Jusqu’à présent, sept parcs ont été attribués à des exploitants, mais la mise en œuvre des projets a été entravée par de nombreux recours et la France accuse un retard par rapport aux pays voisins.

Après Saint-Nazaire, la construction débute à Saint-Brieuc, sujet de friction avec les pêcheurs, Courseulles-sur-Mer et Fécamp.
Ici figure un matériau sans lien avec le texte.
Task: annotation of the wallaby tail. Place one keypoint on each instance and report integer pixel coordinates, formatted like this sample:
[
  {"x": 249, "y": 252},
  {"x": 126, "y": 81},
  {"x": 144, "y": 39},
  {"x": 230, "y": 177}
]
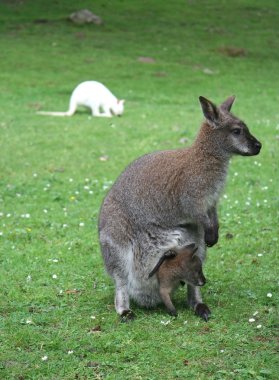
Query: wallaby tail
[{"x": 48, "y": 113}]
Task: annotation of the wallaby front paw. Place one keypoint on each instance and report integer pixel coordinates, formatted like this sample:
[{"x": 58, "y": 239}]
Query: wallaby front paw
[
  {"x": 203, "y": 311},
  {"x": 127, "y": 316}
]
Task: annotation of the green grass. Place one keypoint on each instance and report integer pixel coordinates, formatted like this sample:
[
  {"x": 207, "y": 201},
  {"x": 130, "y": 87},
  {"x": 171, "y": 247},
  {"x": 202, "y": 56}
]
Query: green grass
[{"x": 52, "y": 182}]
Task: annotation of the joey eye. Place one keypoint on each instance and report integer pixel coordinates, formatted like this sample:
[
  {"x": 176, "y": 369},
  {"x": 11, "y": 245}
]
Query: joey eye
[{"x": 236, "y": 131}]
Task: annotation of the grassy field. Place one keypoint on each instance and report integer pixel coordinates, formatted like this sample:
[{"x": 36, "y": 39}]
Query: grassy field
[{"x": 57, "y": 313}]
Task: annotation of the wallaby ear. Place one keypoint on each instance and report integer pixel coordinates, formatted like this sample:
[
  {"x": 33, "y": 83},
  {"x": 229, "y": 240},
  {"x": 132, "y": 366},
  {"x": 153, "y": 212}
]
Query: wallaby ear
[
  {"x": 192, "y": 248},
  {"x": 227, "y": 105},
  {"x": 210, "y": 111}
]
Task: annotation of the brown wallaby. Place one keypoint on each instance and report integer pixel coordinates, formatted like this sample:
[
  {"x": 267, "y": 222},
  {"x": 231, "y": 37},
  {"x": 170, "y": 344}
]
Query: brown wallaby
[
  {"x": 166, "y": 200},
  {"x": 175, "y": 267}
]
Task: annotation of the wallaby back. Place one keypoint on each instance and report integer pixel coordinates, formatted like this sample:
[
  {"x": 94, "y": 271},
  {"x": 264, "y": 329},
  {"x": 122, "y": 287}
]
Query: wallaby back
[{"x": 166, "y": 200}]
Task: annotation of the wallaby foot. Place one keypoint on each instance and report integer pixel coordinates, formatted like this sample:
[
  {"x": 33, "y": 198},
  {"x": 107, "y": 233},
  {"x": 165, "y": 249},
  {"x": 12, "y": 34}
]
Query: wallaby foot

Des recours ont été déposés à Oléron pour retarder le projet plus au large.

“Il va falloir produire de l’éolien à terre”, a-t-il aussi exhorté, après avoir annoncé à Belfort un doublement de sa capacité non plus en 10 ans, mais en 30 ans.
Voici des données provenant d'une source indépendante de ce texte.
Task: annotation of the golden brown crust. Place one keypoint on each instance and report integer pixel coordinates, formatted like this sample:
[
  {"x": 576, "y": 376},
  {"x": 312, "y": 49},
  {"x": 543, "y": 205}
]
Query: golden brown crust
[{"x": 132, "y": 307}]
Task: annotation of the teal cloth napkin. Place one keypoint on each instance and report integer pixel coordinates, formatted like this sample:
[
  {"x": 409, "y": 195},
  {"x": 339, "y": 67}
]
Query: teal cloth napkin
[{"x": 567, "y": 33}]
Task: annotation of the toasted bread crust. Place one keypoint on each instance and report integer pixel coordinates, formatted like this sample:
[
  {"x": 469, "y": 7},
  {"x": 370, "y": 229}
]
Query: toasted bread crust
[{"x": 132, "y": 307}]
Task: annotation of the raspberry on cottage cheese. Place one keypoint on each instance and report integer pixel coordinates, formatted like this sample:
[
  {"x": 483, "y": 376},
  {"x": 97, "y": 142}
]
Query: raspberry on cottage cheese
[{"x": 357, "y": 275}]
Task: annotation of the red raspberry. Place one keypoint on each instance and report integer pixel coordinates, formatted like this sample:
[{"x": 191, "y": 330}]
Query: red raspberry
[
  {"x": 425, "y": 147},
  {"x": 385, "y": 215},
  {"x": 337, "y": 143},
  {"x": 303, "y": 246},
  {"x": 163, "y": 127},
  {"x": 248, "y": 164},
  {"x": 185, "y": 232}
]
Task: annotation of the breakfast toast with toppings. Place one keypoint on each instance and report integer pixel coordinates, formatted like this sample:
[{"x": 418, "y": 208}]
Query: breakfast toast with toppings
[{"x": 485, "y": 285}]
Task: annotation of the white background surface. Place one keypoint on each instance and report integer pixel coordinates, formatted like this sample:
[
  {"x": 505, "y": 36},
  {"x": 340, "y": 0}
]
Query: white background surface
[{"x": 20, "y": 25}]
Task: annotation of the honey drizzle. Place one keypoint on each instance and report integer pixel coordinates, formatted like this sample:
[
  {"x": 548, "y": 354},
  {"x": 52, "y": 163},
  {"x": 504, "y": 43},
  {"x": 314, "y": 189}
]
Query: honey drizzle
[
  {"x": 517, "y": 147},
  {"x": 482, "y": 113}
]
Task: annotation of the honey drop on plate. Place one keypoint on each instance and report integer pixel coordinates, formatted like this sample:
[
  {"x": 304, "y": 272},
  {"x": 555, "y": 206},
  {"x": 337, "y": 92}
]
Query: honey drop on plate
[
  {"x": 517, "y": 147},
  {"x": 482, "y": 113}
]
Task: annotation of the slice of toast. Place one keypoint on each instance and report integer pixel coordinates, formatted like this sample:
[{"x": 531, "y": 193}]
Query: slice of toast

“L’énergie éolienne terrestre est concentrée dans très peu de zones”, s’est-il plaint, appelant à “ouvrir le jeu” dans la zone.

Parmi les pistes de développement solaire, le chef de l’Etat a évoqué “libérer des terrains” pour installer davantage de panneaux sur les friches, citant les extrémités des autoroutes et des voies ferrées, mais aussi certaines terres agricoles avec l’agrovoltaisme.

Sur le nucléaire, “la démarche sera la même”, il faut “aller beaucoup plus vite” en “simplifiant les choses”, a insisté Emmanuel Macron.

– “Nous n’avons pas investi” –

A Belfort, le chef de l’Etat a également annoncé la relance du nucléaire avec la construction de six réacteurs EPR2 d’ici 2035. Un audit publié en février évoquait l’horizon 2037 pour la première mise en service.

A l’instar des énergies renouvelables, le texte de loi permettra “d’adapter les procédures existantes en matière d’urbanisme pour favoriser le développement des premiers sites identifiés” et de lancer “le programme dès maintenant pour ne pas perdre de temps”, a-t-il ajouté. a dit.

Emmanuel Macron a également promis un meilleur “partage de la valeur” des projets renouvelables avec les collectivités et les riverains, qui s’appliquera majoritairement aux éoliennes offshore, souvent contestées.

Jean-Louis Ball, président du Syndicat pour les énergies renouvelables (SER), a salué le “discours ironique” et le “besoin de l’éolien terrestre” réaffirmé par le chef de l’Etat.

Pour Amandine Lebreton, directrice du plaidoyer à la Fondation Nature et Homme, en revanche, “il n’est pas vrai de dire que le retard est dû à des blocages locaux ou administratifs”. “Nous n’avons pas investi”, dit-elle.

Devant le chef de l’Etat, Jean-Christophe Gavalle, président de France Nature Environnement, a mis en garde contre des consultations publiques trop limitées, qui seraient totalement “contre-productives” selon lui. “On va finir par radicaliser les positions”, avec le risque de réactions “plus violentes”, a-t-il prévenu.